Factors Influencing Rapid Detection of Bioaerosols by Surface Plasmon Resonance-Based Technique

In bioaerosol monitoring applications, technologies allowing rapid and precise detection of airborne pathogens are highly demanded. One of such technologies, based on the immunoreaction-operating principle in nearly real-time mode without any specific labeling, is known as surface plasmon resonance (SPR). In previous studies, we have shown applicability of the SPR technology for rapid and selective detection of viral and bacterial aerosols where successful combination of the SPR machine with our earlier produced personal bioaerosol sampler opened new prospects in development of portable bioaerosol monitors. The current study is a logical continuation of our previous research dedicated to the technology development for rapid bioaerosol detection.

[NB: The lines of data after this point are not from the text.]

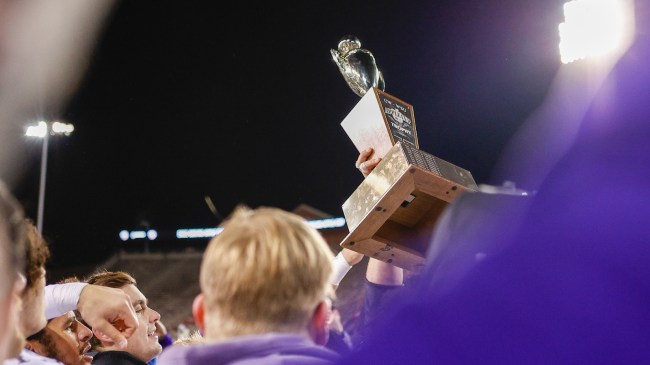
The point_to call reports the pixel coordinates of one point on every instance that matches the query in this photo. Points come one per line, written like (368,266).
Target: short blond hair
(266,272)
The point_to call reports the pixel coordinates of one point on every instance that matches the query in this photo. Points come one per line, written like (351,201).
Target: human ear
(318,326)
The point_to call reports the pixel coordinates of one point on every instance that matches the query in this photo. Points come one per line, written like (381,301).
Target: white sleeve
(62,298)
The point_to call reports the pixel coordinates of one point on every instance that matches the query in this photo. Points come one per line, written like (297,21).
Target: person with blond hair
(143,345)
(265,285)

Here, we focus on one of the main factors possibly influencing the SPR-based bioaerosol monitoring; the SPR performance on target bioaerosol detection was evaluated at conditions of substantial air contamination with different nontargeted microorganisms, commonly presented in the air. Besides, different compositions of sampling liquids were tested in regards to the SPR results interference. Our findings clearly verified high specificity of the technology even in cases of highly contaminated air environments with aerosols of biological and mineral origins. It was found that both nontargeted bioaerosols and nanosized aerosols of mineral background do not have significant influence on the specific SPR detection of targeted bioaerosols.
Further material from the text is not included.